Tomorrow is International Women’s Day (IWD) and Mahsa Nakhjiri, Director of Product Development, Connected Infrastructure, at HARMAN International, answers some questions about being a women in the electronics industry.
She has over two decades of experience in the wireless technology and connectivity segments. In her role she oversees the company’s product management initiatives in the Roadside Units (RSU), Edge Computing services and applications for automotive, leveraging her expertise in emerging technologies including 5G, Edge Computing, MEC4Auto, C-V2X.
Can you tell us a little about what you do now, and how you got where you are?
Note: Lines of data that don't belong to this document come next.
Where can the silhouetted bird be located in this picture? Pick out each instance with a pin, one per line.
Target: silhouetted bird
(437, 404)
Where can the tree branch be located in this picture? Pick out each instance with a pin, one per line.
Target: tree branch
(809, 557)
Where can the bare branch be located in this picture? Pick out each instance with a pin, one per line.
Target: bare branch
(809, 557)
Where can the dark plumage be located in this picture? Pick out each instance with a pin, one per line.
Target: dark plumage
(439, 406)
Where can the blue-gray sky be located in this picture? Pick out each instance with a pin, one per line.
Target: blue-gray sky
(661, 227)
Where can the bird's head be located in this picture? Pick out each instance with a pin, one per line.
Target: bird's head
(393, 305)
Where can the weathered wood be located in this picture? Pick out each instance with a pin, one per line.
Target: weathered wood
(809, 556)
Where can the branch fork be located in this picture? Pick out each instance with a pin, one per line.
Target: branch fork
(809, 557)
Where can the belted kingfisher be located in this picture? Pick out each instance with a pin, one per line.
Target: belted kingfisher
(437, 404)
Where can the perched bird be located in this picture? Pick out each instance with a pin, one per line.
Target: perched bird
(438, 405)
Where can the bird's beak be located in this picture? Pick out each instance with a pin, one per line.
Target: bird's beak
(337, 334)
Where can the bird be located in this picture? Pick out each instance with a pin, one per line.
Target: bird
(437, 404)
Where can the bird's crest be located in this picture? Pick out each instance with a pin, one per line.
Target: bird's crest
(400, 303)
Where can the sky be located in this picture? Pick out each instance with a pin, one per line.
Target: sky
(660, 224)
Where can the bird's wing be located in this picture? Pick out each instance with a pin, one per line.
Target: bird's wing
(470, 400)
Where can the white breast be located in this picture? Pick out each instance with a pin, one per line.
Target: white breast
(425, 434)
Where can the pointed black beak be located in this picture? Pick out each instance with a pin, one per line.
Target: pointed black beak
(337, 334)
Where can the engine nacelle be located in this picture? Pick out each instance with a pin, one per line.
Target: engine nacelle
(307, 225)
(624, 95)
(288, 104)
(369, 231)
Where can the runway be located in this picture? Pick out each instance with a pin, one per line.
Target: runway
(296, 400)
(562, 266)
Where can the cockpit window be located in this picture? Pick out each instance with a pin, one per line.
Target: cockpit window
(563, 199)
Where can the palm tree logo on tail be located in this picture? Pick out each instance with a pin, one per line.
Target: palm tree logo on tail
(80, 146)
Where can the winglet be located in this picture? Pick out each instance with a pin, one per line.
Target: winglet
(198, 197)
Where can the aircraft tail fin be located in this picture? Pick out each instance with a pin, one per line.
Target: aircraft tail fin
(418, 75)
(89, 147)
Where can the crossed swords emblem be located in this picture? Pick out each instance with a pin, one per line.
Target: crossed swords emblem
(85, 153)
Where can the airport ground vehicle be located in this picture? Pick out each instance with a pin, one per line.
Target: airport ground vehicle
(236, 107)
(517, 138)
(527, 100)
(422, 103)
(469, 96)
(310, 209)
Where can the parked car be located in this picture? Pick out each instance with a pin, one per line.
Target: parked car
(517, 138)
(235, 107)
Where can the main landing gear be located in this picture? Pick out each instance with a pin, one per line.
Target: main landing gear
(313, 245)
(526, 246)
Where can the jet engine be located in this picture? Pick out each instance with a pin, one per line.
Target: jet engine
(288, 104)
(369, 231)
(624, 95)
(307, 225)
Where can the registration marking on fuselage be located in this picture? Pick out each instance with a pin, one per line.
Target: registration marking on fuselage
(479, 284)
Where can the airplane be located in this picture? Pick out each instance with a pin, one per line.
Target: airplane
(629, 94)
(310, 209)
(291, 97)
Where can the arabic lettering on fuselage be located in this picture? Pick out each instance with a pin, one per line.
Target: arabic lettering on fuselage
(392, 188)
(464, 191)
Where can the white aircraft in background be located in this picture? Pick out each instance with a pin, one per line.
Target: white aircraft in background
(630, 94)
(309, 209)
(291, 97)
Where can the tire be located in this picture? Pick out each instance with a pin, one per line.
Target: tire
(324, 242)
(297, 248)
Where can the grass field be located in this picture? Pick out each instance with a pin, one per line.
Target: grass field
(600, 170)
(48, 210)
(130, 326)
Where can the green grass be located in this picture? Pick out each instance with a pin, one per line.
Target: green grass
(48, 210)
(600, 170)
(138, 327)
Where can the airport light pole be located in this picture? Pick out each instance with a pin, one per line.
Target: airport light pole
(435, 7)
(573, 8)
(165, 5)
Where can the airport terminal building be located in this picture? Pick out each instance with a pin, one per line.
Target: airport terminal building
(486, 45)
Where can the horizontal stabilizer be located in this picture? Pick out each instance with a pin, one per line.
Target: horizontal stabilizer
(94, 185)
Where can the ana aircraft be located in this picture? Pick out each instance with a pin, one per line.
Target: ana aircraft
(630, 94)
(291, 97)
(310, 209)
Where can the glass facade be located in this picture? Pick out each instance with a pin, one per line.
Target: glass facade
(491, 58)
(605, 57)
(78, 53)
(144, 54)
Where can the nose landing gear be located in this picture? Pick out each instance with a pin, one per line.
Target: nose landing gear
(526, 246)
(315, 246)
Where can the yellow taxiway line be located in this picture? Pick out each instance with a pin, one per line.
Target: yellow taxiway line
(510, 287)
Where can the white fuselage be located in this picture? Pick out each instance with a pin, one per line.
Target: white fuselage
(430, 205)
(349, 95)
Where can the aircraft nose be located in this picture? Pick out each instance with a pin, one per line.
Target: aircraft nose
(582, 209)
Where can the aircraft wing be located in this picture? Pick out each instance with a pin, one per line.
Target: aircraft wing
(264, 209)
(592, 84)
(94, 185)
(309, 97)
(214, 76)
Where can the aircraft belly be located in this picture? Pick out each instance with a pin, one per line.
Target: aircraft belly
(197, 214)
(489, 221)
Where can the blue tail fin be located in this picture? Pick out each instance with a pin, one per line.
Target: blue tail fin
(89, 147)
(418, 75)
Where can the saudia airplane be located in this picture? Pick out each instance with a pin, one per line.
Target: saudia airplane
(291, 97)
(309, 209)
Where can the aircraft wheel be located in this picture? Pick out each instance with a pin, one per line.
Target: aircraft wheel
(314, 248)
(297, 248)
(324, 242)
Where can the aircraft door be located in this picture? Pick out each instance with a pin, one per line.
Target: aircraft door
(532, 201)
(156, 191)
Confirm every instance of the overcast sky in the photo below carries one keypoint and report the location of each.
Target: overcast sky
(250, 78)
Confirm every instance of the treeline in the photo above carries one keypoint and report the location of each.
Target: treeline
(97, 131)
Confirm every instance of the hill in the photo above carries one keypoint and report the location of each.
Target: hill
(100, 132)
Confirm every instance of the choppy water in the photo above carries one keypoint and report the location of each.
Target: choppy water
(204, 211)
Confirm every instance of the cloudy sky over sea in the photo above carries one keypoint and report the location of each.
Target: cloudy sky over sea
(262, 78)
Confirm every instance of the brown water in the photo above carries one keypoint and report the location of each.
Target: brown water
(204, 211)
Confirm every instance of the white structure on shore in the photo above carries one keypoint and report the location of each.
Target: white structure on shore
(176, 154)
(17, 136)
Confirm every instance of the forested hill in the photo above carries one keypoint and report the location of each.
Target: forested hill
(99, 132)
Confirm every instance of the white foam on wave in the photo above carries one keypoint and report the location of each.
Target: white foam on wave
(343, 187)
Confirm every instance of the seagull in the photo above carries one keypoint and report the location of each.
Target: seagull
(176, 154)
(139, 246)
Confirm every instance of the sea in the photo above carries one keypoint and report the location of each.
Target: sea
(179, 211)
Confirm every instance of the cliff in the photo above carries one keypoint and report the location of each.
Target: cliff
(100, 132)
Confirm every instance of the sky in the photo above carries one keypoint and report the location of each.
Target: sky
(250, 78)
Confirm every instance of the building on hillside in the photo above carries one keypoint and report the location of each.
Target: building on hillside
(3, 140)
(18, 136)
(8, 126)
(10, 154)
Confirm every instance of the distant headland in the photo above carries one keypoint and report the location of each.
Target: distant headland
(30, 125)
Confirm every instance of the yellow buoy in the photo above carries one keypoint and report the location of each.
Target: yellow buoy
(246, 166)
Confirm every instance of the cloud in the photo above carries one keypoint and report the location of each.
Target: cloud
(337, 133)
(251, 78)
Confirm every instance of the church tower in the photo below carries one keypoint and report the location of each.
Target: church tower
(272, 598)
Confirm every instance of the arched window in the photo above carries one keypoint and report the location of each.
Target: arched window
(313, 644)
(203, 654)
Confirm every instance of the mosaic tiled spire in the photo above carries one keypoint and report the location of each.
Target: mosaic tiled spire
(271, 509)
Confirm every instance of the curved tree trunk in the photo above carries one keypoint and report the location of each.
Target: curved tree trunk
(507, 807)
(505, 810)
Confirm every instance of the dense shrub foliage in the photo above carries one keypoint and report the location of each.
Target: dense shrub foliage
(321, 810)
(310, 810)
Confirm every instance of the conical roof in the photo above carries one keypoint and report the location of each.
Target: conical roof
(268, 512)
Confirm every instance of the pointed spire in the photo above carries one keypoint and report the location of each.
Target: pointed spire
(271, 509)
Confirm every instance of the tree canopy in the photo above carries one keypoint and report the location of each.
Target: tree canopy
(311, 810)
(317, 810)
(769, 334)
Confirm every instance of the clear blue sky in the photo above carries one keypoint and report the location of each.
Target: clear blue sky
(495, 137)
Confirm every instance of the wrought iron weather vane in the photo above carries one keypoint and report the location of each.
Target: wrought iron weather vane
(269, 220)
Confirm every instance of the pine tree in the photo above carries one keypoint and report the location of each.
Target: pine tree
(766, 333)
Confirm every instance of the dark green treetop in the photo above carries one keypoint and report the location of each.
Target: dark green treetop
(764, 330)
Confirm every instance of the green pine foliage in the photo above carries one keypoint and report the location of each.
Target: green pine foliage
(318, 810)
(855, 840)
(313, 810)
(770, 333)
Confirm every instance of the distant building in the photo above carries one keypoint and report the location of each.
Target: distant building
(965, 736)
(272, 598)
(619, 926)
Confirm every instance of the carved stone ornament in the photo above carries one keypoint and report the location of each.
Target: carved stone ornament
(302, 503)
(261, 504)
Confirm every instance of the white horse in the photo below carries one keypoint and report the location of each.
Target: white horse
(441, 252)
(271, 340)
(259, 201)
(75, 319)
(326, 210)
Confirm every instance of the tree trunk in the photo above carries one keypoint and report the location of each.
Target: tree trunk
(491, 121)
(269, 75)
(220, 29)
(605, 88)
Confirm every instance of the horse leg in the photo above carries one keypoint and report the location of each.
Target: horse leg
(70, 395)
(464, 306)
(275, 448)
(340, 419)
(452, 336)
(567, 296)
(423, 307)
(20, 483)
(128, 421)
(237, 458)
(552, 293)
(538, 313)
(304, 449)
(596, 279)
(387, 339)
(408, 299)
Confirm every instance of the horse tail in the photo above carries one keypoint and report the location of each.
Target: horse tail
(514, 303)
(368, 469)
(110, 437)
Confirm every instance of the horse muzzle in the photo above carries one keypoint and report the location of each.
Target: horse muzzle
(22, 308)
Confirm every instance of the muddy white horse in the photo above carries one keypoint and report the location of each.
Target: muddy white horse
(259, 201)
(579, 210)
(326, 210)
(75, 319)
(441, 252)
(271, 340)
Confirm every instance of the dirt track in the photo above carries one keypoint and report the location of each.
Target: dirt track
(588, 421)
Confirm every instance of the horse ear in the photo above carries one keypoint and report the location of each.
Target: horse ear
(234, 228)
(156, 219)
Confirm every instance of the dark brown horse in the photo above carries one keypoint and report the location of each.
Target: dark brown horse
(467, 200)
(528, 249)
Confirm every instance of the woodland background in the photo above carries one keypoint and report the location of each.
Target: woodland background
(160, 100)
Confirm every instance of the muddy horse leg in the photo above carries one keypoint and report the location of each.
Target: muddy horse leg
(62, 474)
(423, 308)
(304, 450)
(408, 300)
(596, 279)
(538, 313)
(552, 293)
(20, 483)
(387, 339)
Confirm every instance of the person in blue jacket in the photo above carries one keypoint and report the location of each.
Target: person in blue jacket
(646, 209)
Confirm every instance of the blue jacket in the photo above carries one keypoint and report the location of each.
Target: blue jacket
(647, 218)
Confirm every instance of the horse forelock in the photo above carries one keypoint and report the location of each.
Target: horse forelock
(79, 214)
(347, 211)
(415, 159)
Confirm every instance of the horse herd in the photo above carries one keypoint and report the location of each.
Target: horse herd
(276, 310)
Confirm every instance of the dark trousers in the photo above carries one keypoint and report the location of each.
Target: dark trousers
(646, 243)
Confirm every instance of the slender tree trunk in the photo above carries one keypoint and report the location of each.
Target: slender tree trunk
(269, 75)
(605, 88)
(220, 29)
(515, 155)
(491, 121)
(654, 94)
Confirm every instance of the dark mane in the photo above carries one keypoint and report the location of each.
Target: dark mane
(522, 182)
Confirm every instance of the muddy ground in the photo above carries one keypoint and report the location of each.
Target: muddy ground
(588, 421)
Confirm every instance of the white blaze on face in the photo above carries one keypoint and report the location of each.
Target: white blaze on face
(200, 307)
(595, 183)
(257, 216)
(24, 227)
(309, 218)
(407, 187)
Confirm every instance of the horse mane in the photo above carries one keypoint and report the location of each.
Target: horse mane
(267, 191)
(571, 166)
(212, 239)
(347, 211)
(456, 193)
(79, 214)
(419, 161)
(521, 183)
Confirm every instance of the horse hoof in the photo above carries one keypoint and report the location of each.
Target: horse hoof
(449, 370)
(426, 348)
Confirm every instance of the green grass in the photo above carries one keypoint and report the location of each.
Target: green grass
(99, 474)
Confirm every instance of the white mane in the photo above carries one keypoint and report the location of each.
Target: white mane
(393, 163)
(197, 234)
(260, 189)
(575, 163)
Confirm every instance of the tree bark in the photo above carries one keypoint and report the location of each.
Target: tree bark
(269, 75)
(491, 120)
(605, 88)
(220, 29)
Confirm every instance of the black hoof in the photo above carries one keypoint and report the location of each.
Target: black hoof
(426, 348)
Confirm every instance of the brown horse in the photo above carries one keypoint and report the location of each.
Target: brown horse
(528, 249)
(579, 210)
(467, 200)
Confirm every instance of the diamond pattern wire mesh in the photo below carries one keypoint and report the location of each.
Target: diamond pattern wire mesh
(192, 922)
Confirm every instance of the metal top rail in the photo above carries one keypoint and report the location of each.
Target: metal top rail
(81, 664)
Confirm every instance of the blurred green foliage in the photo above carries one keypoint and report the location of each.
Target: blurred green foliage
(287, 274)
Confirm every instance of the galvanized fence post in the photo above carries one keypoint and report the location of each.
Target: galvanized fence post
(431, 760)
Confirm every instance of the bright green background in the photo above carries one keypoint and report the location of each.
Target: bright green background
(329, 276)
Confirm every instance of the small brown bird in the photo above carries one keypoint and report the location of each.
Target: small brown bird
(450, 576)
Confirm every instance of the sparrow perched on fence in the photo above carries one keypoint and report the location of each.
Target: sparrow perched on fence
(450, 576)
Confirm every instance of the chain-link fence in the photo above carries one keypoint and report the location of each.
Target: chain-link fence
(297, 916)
I oversee strategic partnership and product management initiatives in the RSU-Roadside Units, Edge Computing services and applications for automotive, leveraging my expertise in emerging technologies including 5G, Edge Computing, and C-V2X.
I have over two decades of experience in the wireless technology and connectivity segments. I started my career at Motorola, and subsequently held product management roles with increasing levels of responsibility at U.S. Cellular, Sierra Wireless, and Novatel Wireless. Most recently, I was the connectivity technology and strategy lead for the Corporate CTO office of Flex.
What first motivated you to get into this area of the automotive industry?
‘Connectivity’ and the transformation that is happening in the automotive industry.
What’s your best on-the-job memory?
There are many, of course, but the very best have been learning – multiple times – that my products have won awards for best design, best engineering, or being first in the market. That is hugely rewarding.
Do you think there is diversity issue in your industry? Has it affected you in any way?
Absolutely, there is a diversity issue. I studied electrical engineering at Chalmers University in Sweden. On day one we were around 200 students with only ten of us female students. By the time it got to my final two years of university, I was the only woman left in the classroom. Even now, there are events at which I’m speaking, or alliances and consortia that I participate in, and I’m the only female engineer present in the room.
What advice would you share with other women wanting to start a career within your industry?
Give engineering a chance: it is fun to initiate, define and develop ideas and products. I think it’s important to find a core technology that you are passionate about, then you can easily apply it in other industries. For example, with connectivity I could seamlessly pivot into automotive and bring the knowledge and experience of other industries into this new sector.
Always seek mentors and coaches to help you navigate your way within a company – that is also very important.